Ajuga is one of the most common of perennial ground covers and with good reason. It is fast to grow, easy to grow, is quite hardy, attractive leaves and lovely blue flowers in the spring. What’s not to like about Bugleweed? Note that any plant that has “weed” as part of its name should come with a warning.
- Hardiness: USDA zone 3-9
- Sunlight: Shade to part shade to sun
- Bloomtime: Early Spring
- Bloom Color: Shades of Blue
- Propagation: Dig off a clump – division
- Leaf Color: Bronzes, Greens, Multicolor
- Planting Apart: 18″ centers
- Will Grow: 24-48″ wide
- Height: Leaves to 3-4 inches, flower to 12-inches on larger varieties
- Use: Ground Cover
- Special Note: This is a fast-growing, spreading thug
When Does It Bloom?
It blooms (normally with a deep, dark blue) in very early spring and sporadically thereafter. And you’ll see a range of foliage colours ranging from greens, to bronzes, multi-colours and almost purplish blacks.
Caution! Invasive Plant
Ajuga will invade nearby lawns and become a serious problem. We call it buglelawn. Forewarned is forearmed. Once it gets into a lawn, it is almost impossible to eradicate without using chemicals.
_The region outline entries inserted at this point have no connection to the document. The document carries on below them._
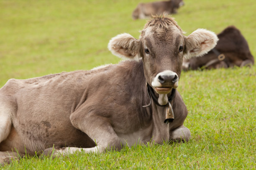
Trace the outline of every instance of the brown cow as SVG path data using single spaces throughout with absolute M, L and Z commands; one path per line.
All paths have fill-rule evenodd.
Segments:
M 172 18 L 156 17 L 138 40 L 124 33 L 110 41 L 114 55 L 132 60 L 8 80 L 0 89 L 1 163 L 15 156 L 12 150 L 25 153 L 25 147 L 29 154 L 47 153 L 54 144 L 58 155 L 188 141 L 187 110 L 175 90 L 182 58 L 207 52 L 218 38 L 204 29 L 183 33 Z
M 253 65 L 247 42 L 238 29 L 230 26 L 218 35 L 219 40 L 216 47 L 201 57 L 184 59 L 183 70 L 227 68 L 235 65 Z
M 152 14 L 159 15 L 163 13 L 176 13 L 178 8 L 184 5 L 183 0 L 141 3 L 133 12 L 132 16 L 135 20 L 145 19 L 150 17 Z

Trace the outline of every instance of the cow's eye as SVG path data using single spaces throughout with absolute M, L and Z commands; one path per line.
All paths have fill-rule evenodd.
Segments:
M 179 51 L 180 52 L 181 52 L 183 50 L 183 46 L 182 45 L 180 46 L 179 48 Z
M 149 54 L 149 50 L 148 49 L 146 48 L 145 49 L 145 52 L 146 52 L 146 54 Z

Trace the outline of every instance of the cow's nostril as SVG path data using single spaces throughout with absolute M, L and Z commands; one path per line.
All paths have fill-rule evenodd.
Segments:
M 178 76 L 177 75 L 175 75 L 174 78 L 172 79 L 172 82 L 175 82 L 178 80 Z
M 161 75 L 158 76 L 158 80 L 160 83 L 163 83 L 164 82 L 164 77 Z

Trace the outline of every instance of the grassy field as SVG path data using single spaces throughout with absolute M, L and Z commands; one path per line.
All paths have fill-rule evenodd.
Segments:
M 186 35 L 198 28 L 218 33 L 234 25 L 256 56 L 255 0 L 184 1 L 173 17 Z M 138 38 L 146 22 L 131 18 L 138 2 L 0 0 L 0 87 L 11 78 L 118 63 L 107 49 L 108 41 L 123 32 Z M 188 143 L 54 159 L 26 157 L 2 168 L 255 169 L 256 82 L 256 66 L 183 72 L 178 90 L 189 110 Z

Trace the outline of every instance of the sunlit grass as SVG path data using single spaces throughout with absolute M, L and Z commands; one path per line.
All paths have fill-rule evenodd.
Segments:
M 186 0 L 173 15 L 187 35 L 234 25 L 256 56 L 254 0 Z M 120 59 L 107 49 L 115 35 L 139 35 L 136 0 L 0 0 L 0 87 L 11 78 L 87 70 Z M 125 147 L 52 159 L 26 156 L 5 169 L 256 168 L 256 66 L 182 73 L 178 90 L 189 110 L 187 143 Z

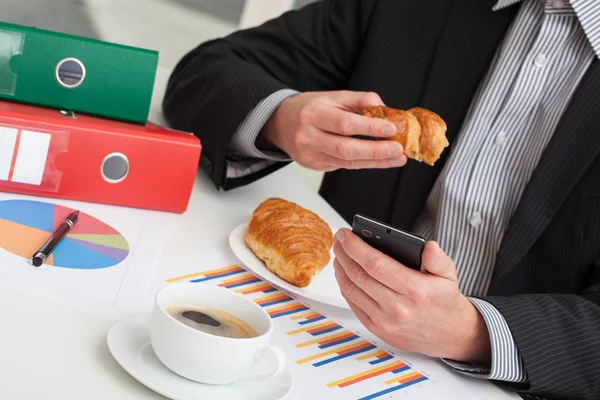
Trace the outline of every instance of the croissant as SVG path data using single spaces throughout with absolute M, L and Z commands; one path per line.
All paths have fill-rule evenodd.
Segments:
M 439 115 L 420 107 L 408 111 L 385 106 L 371 106 L 362 115 L 382 118 L 396 125 L 396 136 L 391 140 L 404 147 L 408 158 L 433 166 L 448 147 L 446 123 Z
M 333 232 L 312 211 L 270 198 L 252 213 L 244 240 L 271 272 L 306 287 L 329 263 Z

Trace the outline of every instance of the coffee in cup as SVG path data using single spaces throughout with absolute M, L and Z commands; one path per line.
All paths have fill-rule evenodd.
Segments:
M 249 323 L 217 308 L 199 306 L 170 306 L 167 314 L 190 328 L 211 335 L 248 339 L 257 337 L 258 332 Z
M 218 385 L 280 374 L 286 358 L 269 343 L 272 333 L 269 314 L 229 289 L 174 283 L 156 294 L 152 349 L 167 368 L 192 381 Z M 269 368 L 261 368 L 265 361 Z

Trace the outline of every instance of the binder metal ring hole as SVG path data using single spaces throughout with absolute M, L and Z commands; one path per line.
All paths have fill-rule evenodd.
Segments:
M 56 65 L 56 81 L 62 87 L 73 89 L 85 79 L 85 66 L 76 58 L 65 58 Z
M 109 154 L 102 161 L 100 173 L 108 183 L 123 182 L 129 174 L 129 160 L 121 153 Z

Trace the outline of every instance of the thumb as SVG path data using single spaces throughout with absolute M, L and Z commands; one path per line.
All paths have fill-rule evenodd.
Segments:
M 429 241 L 425 244 L 421 259 L 423 270 L 441 278 L 457 280 L 454 261 L 444 253 L 437 242 Z
M 374 92 L 355 92 L 340 90 L 331 93 L 331 100 L 342 106 L 347 111 L 361 112 L 369 106 L 383 106 L 383 100 Z

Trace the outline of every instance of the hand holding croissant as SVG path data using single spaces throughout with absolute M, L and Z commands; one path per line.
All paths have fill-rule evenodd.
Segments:
M 371 106 L 363 110 L 366 117 L 393 122 L 396 136 L 391 138 L 404 146 L 408 158 L 433 166 L 446 147 L 446 123 L 439 115 L 420 107 L 408 111 L 385 106 Z

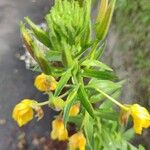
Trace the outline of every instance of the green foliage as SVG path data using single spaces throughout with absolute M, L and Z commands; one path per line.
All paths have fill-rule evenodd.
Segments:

Yes, it is a spreader. But it spreads over the ground so you can (and should) contain it with a shovel by edging every spring and mid-summer. As a ground cover, I have found its spread to be slow but steady (but faster than you might think). This is comparison to other more aggressive ground covers such as goutweed that invade at the speed of light.
Light Levels Needed
This plant prefers light shade to full shade and tends to be smaller, shorter and less healthy in the full hot sun. And in an area that it likes, it will grow 2 to 5 inches tall (depending on variety) and spread to 12 to 18 inches or to the entire yard (whichever comes first).
It grows well in average soil but will survive in soils with more clay or sand as major components. It will winter kill (rot) in heavy clay soils.
Given the above, if you want to see flowers you do have to provide adequate water when the plant is in the shade. This is particularly true when it is in competition with aggressive tree roots. This is not a plant for dry shade. Interestingly enough, there are gardener reports of this plant doing quite well in areas that are damp in spring and early summer but dry up for the fall.
It requires no special care. Put it in the ground, water for a few weeks to get it established and then let it alone.Some companies advertise it as being able to be walked on. I wouldn’t bet the farm on this; it might take a light walking over once or twice but it will not handle regular foot traffic.
The only Ajuga I’ve found to be a bit tricky is the multi-coloured foliage plants; they are not reliably hardy into USDA zone 4.
The only problem you’ll sometimes see with Ajuga is a little botrytis or grey mould. This will cause some leaves to shrivel up or flowers to abort. A fungicide spray with lime sulphur should stop this.
In spring, divide this plant and replant immediately.